Saw an interesting talk yesterday. The Visual Geometry Group from Oxford University claimed to have developed a technique for automatically tagging video content (both arbitrary objects and faces) so that it was easily searchable in real time. The faces could even be labelled as particular actors or characters using online resources. The goal was to have a video version of Google where you can search by names, faces, logos, object images, anything. Although searching is not an area I particularly follow, the work seemed to have important implications for machine vision and I was amazed at how effective it was as described in the presentation.

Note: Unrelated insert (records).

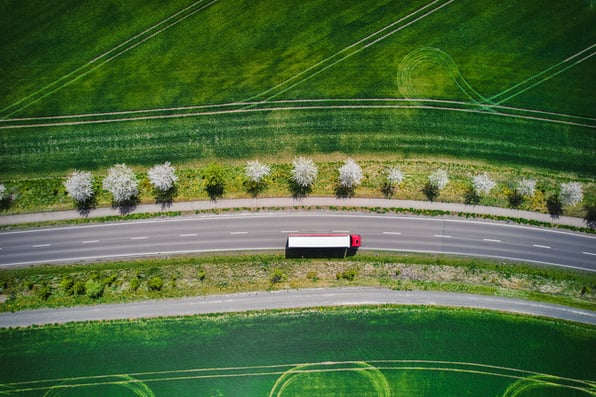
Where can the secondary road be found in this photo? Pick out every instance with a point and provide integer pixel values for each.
(288, 299)
(268, 231)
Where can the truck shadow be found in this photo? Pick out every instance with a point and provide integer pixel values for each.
(320, 252)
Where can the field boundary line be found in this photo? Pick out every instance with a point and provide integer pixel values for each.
(341, 51)
(79, 69)
(294, 101)
(294, 108)
(548, 77)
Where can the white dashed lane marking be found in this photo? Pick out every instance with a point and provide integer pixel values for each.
(541, 246)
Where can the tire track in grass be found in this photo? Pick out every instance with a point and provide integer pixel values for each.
(81, 71)
(256, 107)
(365, 44)
(550, 72)
(524, 379)
(236, 105)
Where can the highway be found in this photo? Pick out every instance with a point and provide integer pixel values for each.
(268, 231)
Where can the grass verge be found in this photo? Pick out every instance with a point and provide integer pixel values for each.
(125, 281)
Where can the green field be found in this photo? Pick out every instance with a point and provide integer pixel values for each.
(87, 85)
(390, 351)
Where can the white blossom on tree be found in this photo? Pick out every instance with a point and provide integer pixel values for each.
(256, 171)
(121, 182)
(571, 193)
(350, 174)
(79, 186)
(483, 183)
(438, 179)
(163, 176)
(304, 172)
(526, 187)
(394, 176)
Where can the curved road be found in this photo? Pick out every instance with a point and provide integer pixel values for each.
(289, 299)
(267, 231)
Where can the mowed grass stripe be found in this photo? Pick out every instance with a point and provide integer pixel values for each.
(90, 67)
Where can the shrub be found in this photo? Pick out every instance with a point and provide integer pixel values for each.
(79, 186)
(109, 280)
(515, 198)
(135, 283)
(66, 284)
(348, 275)
(526, 187)
(277, 276)
(590, 215)
(214, 177)
(304, 172)
(439, 179)
(312, 276)
(255, 176)
(554, 205)
(483, 184)
(94, 288)
(571, 193)
(162, 176)
(394, 177)
(350, 174)
(44, 292)
(78, 288)
(155, 284)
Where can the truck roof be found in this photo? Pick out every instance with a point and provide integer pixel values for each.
(319, 241)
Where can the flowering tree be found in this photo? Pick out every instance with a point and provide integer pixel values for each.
(304, 172)
(437, 181)
(79, 186)
(163, 176)
(482, 184)
(350, 174)
(571, 193)
(122, 183)
(526, 187)
(255, 174)
(394, 177)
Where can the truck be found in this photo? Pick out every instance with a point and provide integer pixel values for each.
(322, 245)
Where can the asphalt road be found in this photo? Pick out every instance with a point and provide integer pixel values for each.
(289, 299)
(267, 231)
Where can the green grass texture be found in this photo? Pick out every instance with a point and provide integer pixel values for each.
(86, 85)
(384, 351)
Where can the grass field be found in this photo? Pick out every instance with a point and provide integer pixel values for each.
(386, 351)
(86, 86)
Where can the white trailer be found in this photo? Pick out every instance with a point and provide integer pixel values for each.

The system works by breaking images down into small features (words) that together (in hundreds or thousands) combine to make objects and scenes that work regardless of the size of the object in the frame, it’s position, or even its orientation. This is done off-line and is currently quite slow, though they’re hoping to speed up to real time eventually.
Once the video (they’ve been working mainly with movies) has been indexed, we were told, then you can select any object on any frame and use that to search the rest of the movie. So, for instance you can select an object (they show an example where they choose a tie from the movie Groundhog Day) and then it comes up with other instances of that or other ties. The same thing should happen with other kinds of objects. They also have a system for identifying and tracking actors in frames, and then adding the character/actor’s name to the index using fansite transcripts of movies and TV shows.

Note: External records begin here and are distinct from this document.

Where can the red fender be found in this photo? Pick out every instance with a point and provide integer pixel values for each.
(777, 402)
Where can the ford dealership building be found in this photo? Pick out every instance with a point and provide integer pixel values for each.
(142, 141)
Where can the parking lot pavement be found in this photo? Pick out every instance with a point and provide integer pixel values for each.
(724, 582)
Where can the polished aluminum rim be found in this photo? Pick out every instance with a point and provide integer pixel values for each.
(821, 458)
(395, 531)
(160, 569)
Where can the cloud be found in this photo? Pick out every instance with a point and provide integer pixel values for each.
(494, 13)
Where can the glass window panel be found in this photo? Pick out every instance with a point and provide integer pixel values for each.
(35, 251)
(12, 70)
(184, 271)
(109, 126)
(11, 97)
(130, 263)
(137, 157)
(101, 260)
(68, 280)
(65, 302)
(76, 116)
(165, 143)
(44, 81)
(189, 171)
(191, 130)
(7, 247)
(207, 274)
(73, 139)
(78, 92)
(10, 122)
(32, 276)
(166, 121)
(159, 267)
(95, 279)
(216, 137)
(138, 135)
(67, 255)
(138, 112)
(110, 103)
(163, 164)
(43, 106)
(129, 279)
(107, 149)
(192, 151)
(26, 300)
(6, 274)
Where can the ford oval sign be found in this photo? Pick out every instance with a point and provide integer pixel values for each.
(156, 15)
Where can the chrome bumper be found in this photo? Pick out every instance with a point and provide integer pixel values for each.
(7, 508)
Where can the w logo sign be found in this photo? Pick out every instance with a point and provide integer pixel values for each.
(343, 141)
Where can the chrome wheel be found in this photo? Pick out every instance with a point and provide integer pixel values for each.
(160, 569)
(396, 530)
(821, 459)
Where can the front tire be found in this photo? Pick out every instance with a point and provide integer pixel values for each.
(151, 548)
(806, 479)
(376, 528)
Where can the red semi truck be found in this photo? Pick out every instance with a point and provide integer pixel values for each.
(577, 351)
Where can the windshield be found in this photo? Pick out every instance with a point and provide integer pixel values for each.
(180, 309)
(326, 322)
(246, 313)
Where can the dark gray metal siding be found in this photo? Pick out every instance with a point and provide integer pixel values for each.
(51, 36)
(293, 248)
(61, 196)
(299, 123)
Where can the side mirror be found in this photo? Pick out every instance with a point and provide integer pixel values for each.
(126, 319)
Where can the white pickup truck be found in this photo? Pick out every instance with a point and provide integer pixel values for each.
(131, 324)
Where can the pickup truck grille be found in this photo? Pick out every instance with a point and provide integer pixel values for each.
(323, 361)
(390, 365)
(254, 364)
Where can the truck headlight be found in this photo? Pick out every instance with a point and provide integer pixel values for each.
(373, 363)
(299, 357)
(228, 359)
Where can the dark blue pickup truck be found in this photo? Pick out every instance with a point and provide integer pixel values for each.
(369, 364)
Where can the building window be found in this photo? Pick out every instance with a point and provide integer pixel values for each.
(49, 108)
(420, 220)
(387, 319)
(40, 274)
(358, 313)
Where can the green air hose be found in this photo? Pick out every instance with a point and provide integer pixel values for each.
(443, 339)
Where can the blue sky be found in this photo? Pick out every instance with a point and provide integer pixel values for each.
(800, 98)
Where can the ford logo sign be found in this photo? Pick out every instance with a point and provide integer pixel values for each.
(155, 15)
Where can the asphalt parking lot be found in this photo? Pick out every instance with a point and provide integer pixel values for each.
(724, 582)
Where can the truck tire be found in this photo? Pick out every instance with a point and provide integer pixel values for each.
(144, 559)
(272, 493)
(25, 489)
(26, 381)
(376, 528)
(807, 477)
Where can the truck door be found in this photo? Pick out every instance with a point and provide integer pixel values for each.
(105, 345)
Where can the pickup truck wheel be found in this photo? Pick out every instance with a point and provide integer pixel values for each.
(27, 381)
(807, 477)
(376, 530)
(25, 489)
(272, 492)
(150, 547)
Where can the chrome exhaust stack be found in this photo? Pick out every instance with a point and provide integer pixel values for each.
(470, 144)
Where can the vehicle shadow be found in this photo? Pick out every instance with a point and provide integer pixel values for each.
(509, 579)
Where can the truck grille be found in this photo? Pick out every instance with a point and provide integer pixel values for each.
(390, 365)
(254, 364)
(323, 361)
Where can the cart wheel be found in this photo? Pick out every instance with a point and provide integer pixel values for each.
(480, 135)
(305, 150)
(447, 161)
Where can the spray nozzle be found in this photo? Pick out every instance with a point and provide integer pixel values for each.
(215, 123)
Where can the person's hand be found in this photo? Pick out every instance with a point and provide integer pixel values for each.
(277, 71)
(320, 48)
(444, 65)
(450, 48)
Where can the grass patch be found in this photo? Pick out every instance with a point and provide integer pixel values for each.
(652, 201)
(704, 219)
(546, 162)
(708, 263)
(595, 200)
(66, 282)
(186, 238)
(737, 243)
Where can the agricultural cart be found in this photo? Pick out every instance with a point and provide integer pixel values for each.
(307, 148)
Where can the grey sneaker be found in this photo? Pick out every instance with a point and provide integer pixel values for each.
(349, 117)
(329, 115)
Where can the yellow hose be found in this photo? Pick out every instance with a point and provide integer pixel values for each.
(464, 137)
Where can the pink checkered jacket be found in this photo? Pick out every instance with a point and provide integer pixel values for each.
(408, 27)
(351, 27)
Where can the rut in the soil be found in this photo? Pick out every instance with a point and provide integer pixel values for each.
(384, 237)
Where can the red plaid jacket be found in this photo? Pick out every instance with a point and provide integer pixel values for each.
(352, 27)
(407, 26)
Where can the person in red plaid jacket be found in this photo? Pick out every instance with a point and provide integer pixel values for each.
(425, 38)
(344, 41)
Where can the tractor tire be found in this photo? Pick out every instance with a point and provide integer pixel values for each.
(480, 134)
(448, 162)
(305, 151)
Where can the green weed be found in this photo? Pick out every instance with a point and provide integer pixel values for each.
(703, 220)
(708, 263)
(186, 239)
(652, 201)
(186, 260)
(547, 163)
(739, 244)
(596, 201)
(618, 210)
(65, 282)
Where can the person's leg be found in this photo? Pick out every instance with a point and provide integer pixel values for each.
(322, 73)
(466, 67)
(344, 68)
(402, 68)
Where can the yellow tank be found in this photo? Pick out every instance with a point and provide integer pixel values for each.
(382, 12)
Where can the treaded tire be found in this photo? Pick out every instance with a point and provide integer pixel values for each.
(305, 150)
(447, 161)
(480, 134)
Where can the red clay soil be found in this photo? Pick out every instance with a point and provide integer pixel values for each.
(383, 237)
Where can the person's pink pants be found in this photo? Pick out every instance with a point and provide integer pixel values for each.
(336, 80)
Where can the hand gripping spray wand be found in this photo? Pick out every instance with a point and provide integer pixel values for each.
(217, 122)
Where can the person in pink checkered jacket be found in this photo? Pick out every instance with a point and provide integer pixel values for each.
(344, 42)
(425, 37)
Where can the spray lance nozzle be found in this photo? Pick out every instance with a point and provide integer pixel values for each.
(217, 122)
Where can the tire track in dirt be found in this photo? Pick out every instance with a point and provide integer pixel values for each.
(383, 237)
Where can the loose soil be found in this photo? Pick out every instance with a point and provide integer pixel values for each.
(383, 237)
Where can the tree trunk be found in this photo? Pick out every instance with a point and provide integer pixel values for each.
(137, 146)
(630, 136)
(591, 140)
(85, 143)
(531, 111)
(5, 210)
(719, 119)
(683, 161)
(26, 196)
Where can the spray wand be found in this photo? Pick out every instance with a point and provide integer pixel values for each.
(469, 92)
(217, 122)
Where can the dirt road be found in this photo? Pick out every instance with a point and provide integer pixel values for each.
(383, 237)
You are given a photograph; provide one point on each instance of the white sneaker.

I was quite excited to write about this after watching the presentation, and had intended to read up their papers to really understand the work better before writing this blog. But fortunately or unfortunately, I chose to use their demo first, and decided not to bother: the technology does not work nearly as well they claimed… at least, not as far as I can see. I encourage you to go and try out the system for yourself and let me know if you have better success. I tried searching their demo movie Charadefor many objects: a pillar, a car, a phone, letters and numbers, a passport, a bottle… and more. I really wanted it to work because I had been impressed with the talk. I even tried searching for a tie like on Groundhog Day.

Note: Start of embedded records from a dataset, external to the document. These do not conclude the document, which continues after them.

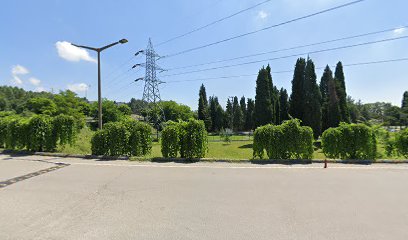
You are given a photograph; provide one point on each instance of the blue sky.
(35, 53)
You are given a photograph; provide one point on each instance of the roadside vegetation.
(315, 121)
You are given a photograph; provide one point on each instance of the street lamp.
(99, 50)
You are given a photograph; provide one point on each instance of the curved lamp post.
(99, 50)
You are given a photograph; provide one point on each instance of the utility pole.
(99, 50)
(232, 114)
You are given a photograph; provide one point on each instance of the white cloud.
(78, 87)
(72, 53)
(40, 89)
(262, 14)
(399, 31)
(34, 81)
(16, 80)
(19, 70)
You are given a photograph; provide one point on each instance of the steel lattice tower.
(151, 93)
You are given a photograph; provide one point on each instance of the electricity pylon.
(151, 94)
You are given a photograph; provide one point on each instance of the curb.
(209, 160)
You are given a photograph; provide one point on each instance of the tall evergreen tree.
(330, 101)
(276, 105)
(341, 92)
(405, 100)
(283, 105)
(237, 115)
(297, 95)
(203, 110)
(216, 114)
(249, 120)
(404, 109)
(271, 93)
(242, 103)
(263, 113)
(228, 115)
(312, 113)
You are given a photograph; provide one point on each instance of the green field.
(236, 150)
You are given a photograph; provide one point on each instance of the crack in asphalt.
(11, 181)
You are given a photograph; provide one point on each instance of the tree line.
(320, 105)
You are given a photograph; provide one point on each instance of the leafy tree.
(341, 92)
(237, 115)
(125, 110)
(41, 105)
(203, 111)
(249, 120)
(312, 100)
(137, 105)
(263, 112)
(283, 105)
(297, 96)
(110, 111)
(175, 112)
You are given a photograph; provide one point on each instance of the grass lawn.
(235, 150)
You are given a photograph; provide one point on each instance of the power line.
(266, 28)
(290, 71)
(288, 56)
(213, 23)
(290, 48)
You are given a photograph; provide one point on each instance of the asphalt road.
(124, 200)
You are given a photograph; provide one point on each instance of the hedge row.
(38, 133)
(350, 141)
(187, 138)
(126, 138)
(286, 141)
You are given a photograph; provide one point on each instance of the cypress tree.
(276, 105)
(228, 115)
(249, 120)
(404, 104)
(333, 109)
(283, 105)
(404, 109)
(263, 108)
(242, 103)
(312, 113)
(237, 115)
(271, 93)
(297, 95)
(214, 114)
(203, 110)
(330, 101)
(341, 92)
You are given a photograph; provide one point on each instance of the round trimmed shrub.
(401, 143)
(131, 138)
(40, 134)
(350, 141)
(188, 138)
(170, 140)
(286, 141)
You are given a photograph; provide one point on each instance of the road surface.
(90, 199)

What I found was that instead of being able to identify objects, the system seemed to be picking up minor geometrical features of objects like textures and general shapes (like long and thin) and found those. In the particular case of the Groundhog Daytie, I suspect that the system was finding the large cross-hatch pattern, not the tie itself. Maybe I was looking for the wrong things, I don’t know. And maybe the face recognition system (which they have no online demo of) really does work better.
But it felt to me like the searches that work well are the exception rather than the rule, which goes to the credibility of the research… and suggests that machine vision really is in as poor a state as we all suspected.